Some of the main attractions in the town are the following:
Agios-Lazaros (Church of St Lazarus). The church is located on Agiou Lazarou Street. It is a 17th-century cathedral-like Orthodox church that is a true landmark to the town. It is mainly famous due to the fact that it is associated with Lazarus, who, as the New Testament declares, was raised from the dead by Jesus. The second time Lazarus died though, legend has it that he was buried in Larnaka. The original church was built in that area and it posses the tomb of Lazarus that was discovered there in the 9th century. The tomb can still be seen there, but the remains of the saint were moved to Constantinople by Emperor Leo VI.
A small Byzantine museum can also be found in the area of the church that has a great exhibition of ecclesiastical art such as Bibles, icons, bishops’ mitres and robes and chalices. There is a hug celebration a week before Easter every year on the St. Lazarus’ Day on which, his icon is paraded through the town. The opening and closing hours of the church are: from 8:30am to 1:00pm, and 3:30pm to 6:00pm. The small Byzantine museum that is located on the church’s grounds has the same times of service except on Wednesdays and Saturdays when it closes at 1:00pm.
Al-Kebir Mosque. The mosque is a 16th century mosque that is still used today. It is an extremely simple creation especially when compared to those elaborate and vastly decorated places of worship chosen by Christians.
Laiki Geitonia. This area of the town is basically a smaller version of it’s counterpart in Nicosia. It has been restored in order to create a pedestrian precinct with shops and restaurants.
There is also a small fruit and vegetable market that is situated near the Al-Kebir Mosque, which is worth a visit.
Larnaka Fort. This is one of the town’s most popular attractions. It possesses pre-World War 1 armament pieces that can be found in its 16th century fort’s lower level. Some of the area of the fort is surrounded by gardens and an open-air theatre that is used to a great exact during the summer months for plays and dramas. A captivating view of the harbour can be seen from the highest level of the fort. There is also a medieval museum that can be found on the premises of the port which had a grad display of armour and other items from that period in time.

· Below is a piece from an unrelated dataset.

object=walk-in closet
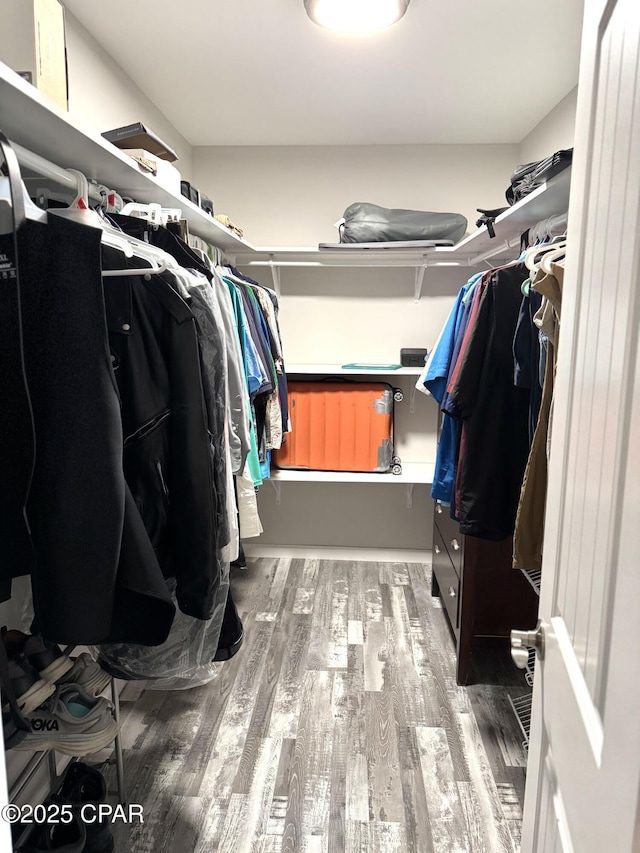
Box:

From the marina, visitors could catch one of the many rides that take place throughout the day, on the glass-bottom boats and excursion cruisers.
Finikoudes. This is certainly the busiest and regularly visited part of Larnaka. It is a beautiful long street that has been reconstructed over the past few years, filled with large palm trees along both sides of the road and offers a lovely space for people to stroll up and down at any time of the day. It follows the seafront south from the marina. There are many cute little restaurants, tavernas, clubs and coffee shops right across the beach on this street.
A ruin of the Athenian hero Kimon, who was the leader of a fleet that had the intention to recapture Persian-occupied Kition in 450BC and lost his life in the attempt which failed, is situated on the sea-front of the finikoudes.